Now, back to your regular programming.
Roasted Artichoke Hearts with Fennel and Tarragon
9 ounces frozen artichoke hearts, thawed and patted dry (or canned or jarred ones in water), cut in half
1 small fennel bulb, stalks discarded, bulb halved, cored, and sliced thin
1 garlic clove, peeled
5 teaspoons extra-virgin olive oil, divided
Pinch of pepper
2 teaspoons lemon juice
1 teaspoon whole-grain mustard
2 teaspoons chopped fresh tarragon
Adjust the oven rack to middle position, place aluminum foil-lined rimmed baking sheet on rack, and heat oven to 450 degrees. Toss artichokes and fennel with garlic, 1 tablespoon oil, and pepper and carefully arrange in single layer on hot sheet. Roast vegetables until browned around edges, 15 to 20 minutes.
Mince roasted garlic. Whisk garlic, lemon juice, mustard, tarragon, and remaining 2 teaspoons oil together in large bowl.
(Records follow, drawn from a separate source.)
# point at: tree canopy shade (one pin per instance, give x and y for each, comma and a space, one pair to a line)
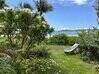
43, 6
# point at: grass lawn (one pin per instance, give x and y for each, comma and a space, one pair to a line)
70, 64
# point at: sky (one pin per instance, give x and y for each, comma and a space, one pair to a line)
68, 14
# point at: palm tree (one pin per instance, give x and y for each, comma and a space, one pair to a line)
43, 6
2, 4
96, 6
25, 5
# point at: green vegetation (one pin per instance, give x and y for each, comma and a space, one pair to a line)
62, 39
24, 31
71, 64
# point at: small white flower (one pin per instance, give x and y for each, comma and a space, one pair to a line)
2, 11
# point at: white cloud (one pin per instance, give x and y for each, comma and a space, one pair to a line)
79, 2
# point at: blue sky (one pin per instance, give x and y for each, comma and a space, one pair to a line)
68, 14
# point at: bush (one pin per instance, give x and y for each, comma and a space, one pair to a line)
38, 52
41, 66
6, 68
60, 39
72, 40
88, 44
Add vegetables and toss to coat. Season with salt and pepper to taste, and serve.
Note: You can substitute other fresh leafy herbs such as parsley or basil for the tarragon.
Adapted from “Vegan Cooking for Two” by America’s Test Kitchen
More Artichoke Recipes to Enjoy: Twice As Nice Artichokes
I was initially suspicious of a recipe calling for one sad & lonely clove of garlic, but seeing that this ultimately goes into the dressing allowed me to breathe easy. Guessing this is an extremely delicious combination of flavors, and I too will be making it immediately. Thanks, yet again, Carolyn for another likely “keeper”!
Also, that cookbook looks like a sure-bet gift for my beloved plant-based family members in So. Cal. Thanks too for that welcome recommendation!
Hi Carroll: You are too funny! I am the same way — if a recipe typically calls for only one clove of garlic, I always use at least two. But in this case, the one clove works just fine to add flavor but not overpower the fennel and tarragon.